As political leaders had hoped, Voith is buying from suppliers closer to its factories in Germany and the United States. China’s cost advantage has eroded because wages have gone up, and sometimes a small machine shop in Wisconsin is more profitable, Mr. Ohmayer said.
But what may work for Voith, which buys a small number of specialized components, may not work for an automaker who buys millions of the same part. There is always a strong incentive to buy from suppliers who can mass produce a decent quality component at the lowest price. Among German companies surveyed in August by the Association of German Chambers of Commerce and Industry, only 8% said they plan to move production.
“You can try to bring production back, but you have to expect that these products can only be produced at higher prices,” said Mr Sandkamp of the Kiel Institute. “We will lose in competitiveness.
Supply shortages are expected to ease as suppliers expand their factories to catch up with demand.
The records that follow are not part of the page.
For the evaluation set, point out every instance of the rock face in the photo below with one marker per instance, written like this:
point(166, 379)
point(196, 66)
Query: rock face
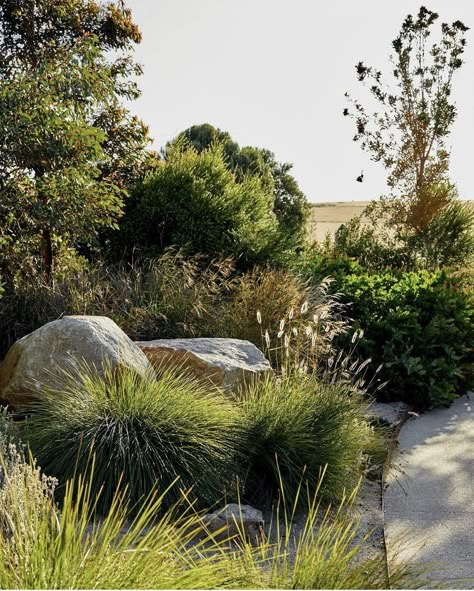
point(228, 363)
point(32, 362)
point(237, 520)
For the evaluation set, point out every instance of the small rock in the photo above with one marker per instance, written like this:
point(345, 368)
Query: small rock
point(237, 520)
point(36, 361)
point(228, 363)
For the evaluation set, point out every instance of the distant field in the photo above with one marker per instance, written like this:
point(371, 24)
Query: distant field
point(327, 217)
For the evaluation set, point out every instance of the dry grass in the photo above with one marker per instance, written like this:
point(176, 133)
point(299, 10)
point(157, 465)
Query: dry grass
point(328, 217)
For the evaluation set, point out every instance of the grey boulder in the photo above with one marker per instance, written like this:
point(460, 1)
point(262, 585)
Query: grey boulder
point(227, 363)
point(38, 360)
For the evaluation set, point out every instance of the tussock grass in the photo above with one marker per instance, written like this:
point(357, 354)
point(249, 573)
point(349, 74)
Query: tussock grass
point(296, 428)
point(45, 547)
point(143, 432)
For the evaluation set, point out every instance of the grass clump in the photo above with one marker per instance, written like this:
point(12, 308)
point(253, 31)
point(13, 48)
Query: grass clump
point(143, 432)
point(298, 427)
point(44, 547)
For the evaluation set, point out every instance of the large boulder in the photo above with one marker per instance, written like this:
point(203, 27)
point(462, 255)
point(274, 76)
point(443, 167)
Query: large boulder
point(35, 361)
point(228, 363)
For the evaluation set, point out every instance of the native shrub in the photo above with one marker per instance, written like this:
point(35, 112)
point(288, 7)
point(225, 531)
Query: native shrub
point(298, 427)
point(420, 326)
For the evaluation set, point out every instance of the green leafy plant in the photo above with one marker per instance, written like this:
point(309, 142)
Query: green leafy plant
point(297, 428)
point(45, 546)
point(144, 433)
point(420, 328)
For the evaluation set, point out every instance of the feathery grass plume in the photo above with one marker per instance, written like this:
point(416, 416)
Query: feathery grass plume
point(298, 427)
point(144, 433)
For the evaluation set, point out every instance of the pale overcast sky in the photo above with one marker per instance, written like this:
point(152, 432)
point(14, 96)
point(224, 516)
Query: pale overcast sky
point(274, 72)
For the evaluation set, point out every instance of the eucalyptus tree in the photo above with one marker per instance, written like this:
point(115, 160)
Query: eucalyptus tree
point(68, 147)
point(408, 134)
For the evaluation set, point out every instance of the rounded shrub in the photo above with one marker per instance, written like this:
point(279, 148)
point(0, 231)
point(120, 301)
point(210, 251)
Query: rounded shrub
point(419, 327)
point(194, 202)
point(143, 433)
point(297, 429)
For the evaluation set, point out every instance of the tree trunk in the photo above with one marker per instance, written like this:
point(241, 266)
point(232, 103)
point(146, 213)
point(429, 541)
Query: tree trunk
point(47, 253)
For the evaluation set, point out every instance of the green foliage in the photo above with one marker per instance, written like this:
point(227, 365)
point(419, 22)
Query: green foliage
point(193, 201)
point(420, 326)
point(71, 549)
point(289, 202)
point(390, 234)
point(172, 296)
point(68, 148)
point(144, 433)
point(297, 428)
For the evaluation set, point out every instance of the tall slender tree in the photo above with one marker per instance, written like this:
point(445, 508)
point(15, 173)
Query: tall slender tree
point(408, 135)
point(68, 147)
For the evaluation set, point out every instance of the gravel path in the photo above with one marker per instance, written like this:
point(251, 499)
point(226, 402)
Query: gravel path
point(428, 501)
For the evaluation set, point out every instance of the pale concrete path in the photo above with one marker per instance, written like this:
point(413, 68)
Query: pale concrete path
point(429, 498)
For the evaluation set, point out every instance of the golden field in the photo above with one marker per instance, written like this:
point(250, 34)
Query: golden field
point(328, 216)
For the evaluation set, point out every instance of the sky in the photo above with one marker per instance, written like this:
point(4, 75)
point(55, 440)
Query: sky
point(273, 73)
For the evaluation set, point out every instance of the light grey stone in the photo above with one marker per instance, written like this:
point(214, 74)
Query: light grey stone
point(429, 518)
point(35, 361)
point(228, 363)
point(235, 520)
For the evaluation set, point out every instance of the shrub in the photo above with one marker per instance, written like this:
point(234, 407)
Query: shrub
point(143, 432)
point(297, 427)
point(193, 201)
point(420, 326)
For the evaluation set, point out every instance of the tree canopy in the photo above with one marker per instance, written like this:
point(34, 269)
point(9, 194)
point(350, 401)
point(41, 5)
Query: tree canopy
point(68, 148)
point(290, 204)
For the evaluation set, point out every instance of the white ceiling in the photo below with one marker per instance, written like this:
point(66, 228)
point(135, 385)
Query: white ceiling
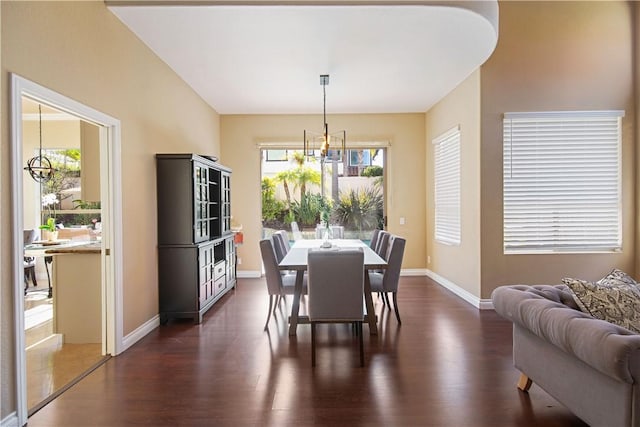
point(267, 59)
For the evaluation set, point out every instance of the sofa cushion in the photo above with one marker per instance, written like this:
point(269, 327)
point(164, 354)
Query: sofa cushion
point(614, 300)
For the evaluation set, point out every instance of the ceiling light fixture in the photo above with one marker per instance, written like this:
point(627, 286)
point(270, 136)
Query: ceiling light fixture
point(325, 146)
point(39, 167)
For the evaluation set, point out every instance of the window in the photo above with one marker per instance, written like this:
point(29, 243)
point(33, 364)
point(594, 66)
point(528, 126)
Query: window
point(447, 187)
point(561, 173)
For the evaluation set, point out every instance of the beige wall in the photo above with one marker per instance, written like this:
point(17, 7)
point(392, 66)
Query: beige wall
point(405, 170)
point(81, 50)
point(636, 37)
point(460, 264)
point(555, 56)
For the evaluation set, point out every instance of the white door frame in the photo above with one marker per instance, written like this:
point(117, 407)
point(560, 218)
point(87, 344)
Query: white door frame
point(111, 185)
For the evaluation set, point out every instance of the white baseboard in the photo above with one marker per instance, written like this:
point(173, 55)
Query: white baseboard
point(10, 420)
point(140, 332)
point(248, 274)
point(481, 304)
point(413, 272)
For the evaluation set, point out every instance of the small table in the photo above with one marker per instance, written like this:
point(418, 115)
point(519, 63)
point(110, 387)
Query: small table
point(40, 248)
point(296, 259)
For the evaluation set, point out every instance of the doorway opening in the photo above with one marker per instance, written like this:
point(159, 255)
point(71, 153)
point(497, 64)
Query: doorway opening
point(299, 195)
point(63, 330)
point(76, 301)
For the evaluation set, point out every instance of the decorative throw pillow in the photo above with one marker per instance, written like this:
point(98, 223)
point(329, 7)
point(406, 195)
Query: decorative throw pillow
point(617, 303)
point(617, 277)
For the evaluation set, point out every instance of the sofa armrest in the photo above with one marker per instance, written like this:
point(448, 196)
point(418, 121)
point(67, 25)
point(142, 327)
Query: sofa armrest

German chipmaker Infineon, which specializes in the automotive industry, last month opened a factory that had been planned before the pandemic. The plant, in Villach, Austria, can produce enough chips to power 20 million electric vehicles, said Peter Schiefer, president of Infineon’s automotive division.
Many other chipmakers have announced plans to expand production. But, noting that it takes just a year and a half to acquire the necessary machinery, Mr Schiefer said: “It won’t happen right away.